6 Fixes to America’s Fiscal Crisis
Amy Payne
November 30, 2012 at 9:09 am

President Obama made his first offer to congressional Republicans yesterday in negotiations over the “fiscal cliff”—an economic catastrophe of tax hikes just a few weeks away.

The White House’s proposal? $1.6 trillion in tax increases, $50 billion in new stimulus spending, and a change that would make it easier to raise the debt limit—so that all this spending could continue.

Senate Minority Leader Mitch McConnell (R-KY) couldn’t contain his laughter at these suggestions.

One congressional aide said the offer “amounts to little more than reiterating the President’s budget request—which failed to get a single vote in the House or Senate.”

Perhaps House Republicans could simply bring President Obama’s latest proposal up for another vote to see if anything has changed.

The “fiscal cliff” is man-made. Congress—primarily the liberal-led Senate—and the President built it themselves through their legislative decisions over the past four years, and then they turned away and tried not to look at it until after the election.

Elected officials in Washington keep enacting short-term patches to keep the government running, which is not a real solution. We need to reform the programs that are causing the runaway spending and deficits today and in the years to come—the large, lumbering entitlement programs of Social Security, Medicare, and Medicaid.

>>> As a candidate in 2008, Barack Obama said he’d like to reform entitlements in his first term. We’re still waiting. Watch the video.
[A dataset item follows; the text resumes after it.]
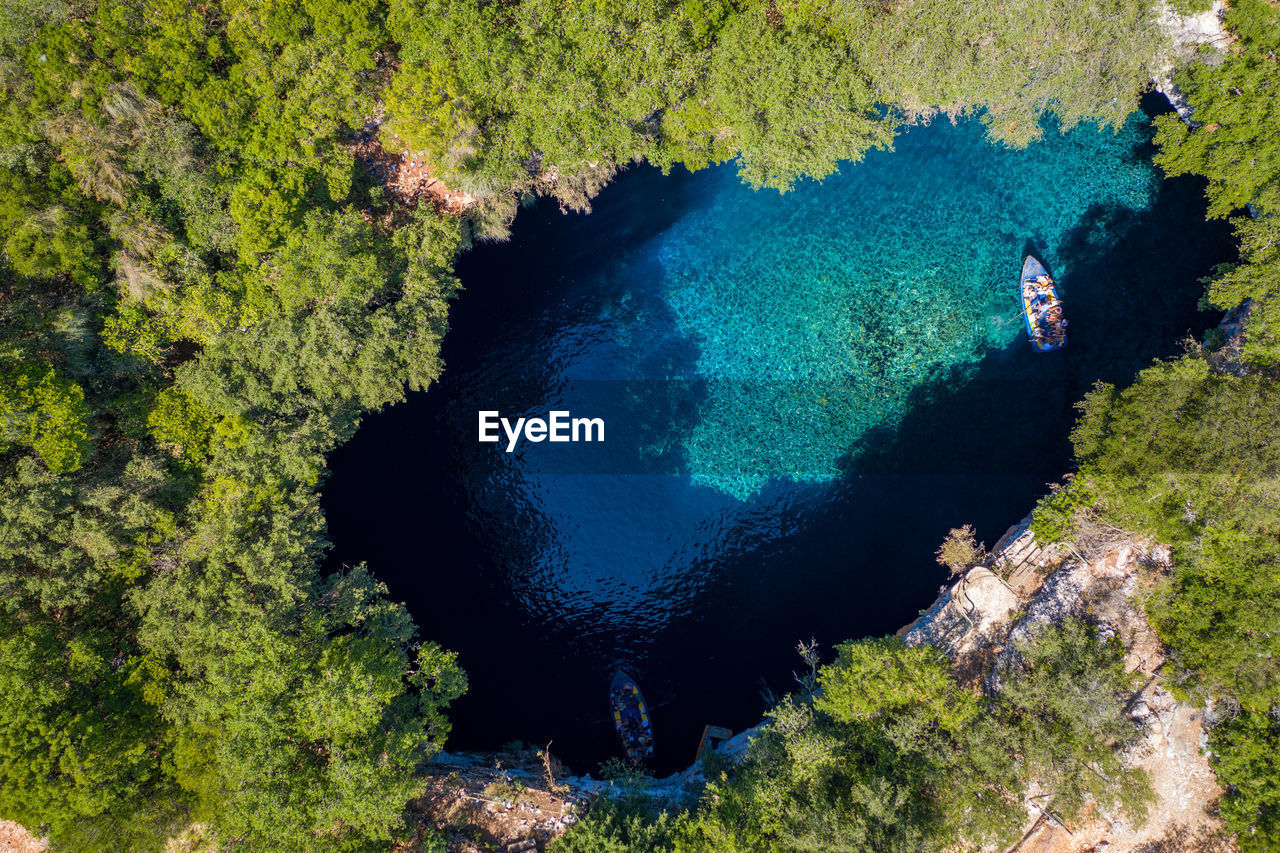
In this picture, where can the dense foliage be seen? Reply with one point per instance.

In a new paper, Heritage’s J. D. Foster, Norman B. Ture Senior Fellow in the Economics of Fiscal Policy and Alison Acosta Fraser, director of the Thomas A. Roe Institute for Economic Policy Studies, point out that

Obama’s tax hikes would reduce the rise in federal debt over the next 10 years by 15 percent. The President is silent about the other 85 percent. The numbers confirm that President Obama’s tax hike demands are at best tangential to attaining a balanced budget.
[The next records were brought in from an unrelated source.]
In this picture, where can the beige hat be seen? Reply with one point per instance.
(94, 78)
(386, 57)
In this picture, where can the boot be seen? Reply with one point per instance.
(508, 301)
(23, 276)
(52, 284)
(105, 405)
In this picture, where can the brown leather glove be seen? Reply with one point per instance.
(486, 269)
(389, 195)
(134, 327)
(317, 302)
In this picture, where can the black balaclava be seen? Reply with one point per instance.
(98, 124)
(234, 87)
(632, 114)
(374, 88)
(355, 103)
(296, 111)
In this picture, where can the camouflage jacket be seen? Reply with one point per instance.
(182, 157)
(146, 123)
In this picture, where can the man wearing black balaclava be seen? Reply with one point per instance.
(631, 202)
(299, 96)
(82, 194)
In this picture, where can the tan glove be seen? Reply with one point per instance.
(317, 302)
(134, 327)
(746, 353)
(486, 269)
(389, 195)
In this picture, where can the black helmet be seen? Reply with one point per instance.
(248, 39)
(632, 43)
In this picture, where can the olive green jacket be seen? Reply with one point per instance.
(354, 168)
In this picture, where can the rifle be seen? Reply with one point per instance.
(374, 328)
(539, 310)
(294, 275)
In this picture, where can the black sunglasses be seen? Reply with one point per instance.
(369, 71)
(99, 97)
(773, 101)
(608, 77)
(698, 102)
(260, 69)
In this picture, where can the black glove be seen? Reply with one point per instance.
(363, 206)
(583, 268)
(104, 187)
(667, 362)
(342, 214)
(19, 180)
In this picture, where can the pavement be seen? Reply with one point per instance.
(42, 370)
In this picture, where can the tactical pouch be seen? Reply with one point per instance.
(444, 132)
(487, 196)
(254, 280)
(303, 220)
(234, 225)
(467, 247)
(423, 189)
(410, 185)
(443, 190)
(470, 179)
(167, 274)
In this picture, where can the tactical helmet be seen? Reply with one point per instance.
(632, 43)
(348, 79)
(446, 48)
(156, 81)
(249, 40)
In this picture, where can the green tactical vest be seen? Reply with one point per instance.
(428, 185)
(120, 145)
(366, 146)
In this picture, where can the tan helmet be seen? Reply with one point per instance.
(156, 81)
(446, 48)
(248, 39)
The real issue is federal spending, and Foster and Fraser describe the bottom line this way:

When this year’s kindergarteners enter college, just 13 years away, spending on these two programs [Social Security and Medicare] plus Medicaid and interest on the debt will devour all tax revenue.
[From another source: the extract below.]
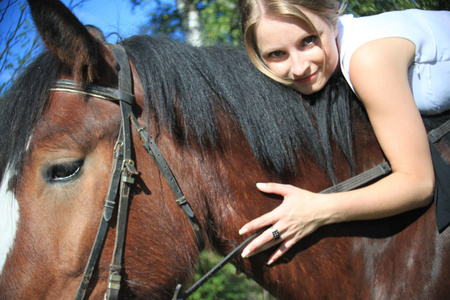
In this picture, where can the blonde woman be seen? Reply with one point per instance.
(398, 64)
To make meaningful changes to the nation’s unsustainable budget policies, Foster and Fraser lay out four “simple, commonsense, and thoroughly vetted solutions” that already enjoy broad support across the political spectrum:

1. Raise the Social Security eligibility age to match increases in longevity. People are living longer, and entitlement programs need to be updated to reflect that fact. According to the Social Security actuaries, continuing to increase the eligibility age to 69 by the year 2034 and allowing it to rise more slowly thereafter to reflect gains in longevity could go a long way toward reducing Social Security’s funding shortfall. While this would not reduce today’s budget deficit, it would strengthen Social Security’s finances and put it on a path toward sticking around in the future.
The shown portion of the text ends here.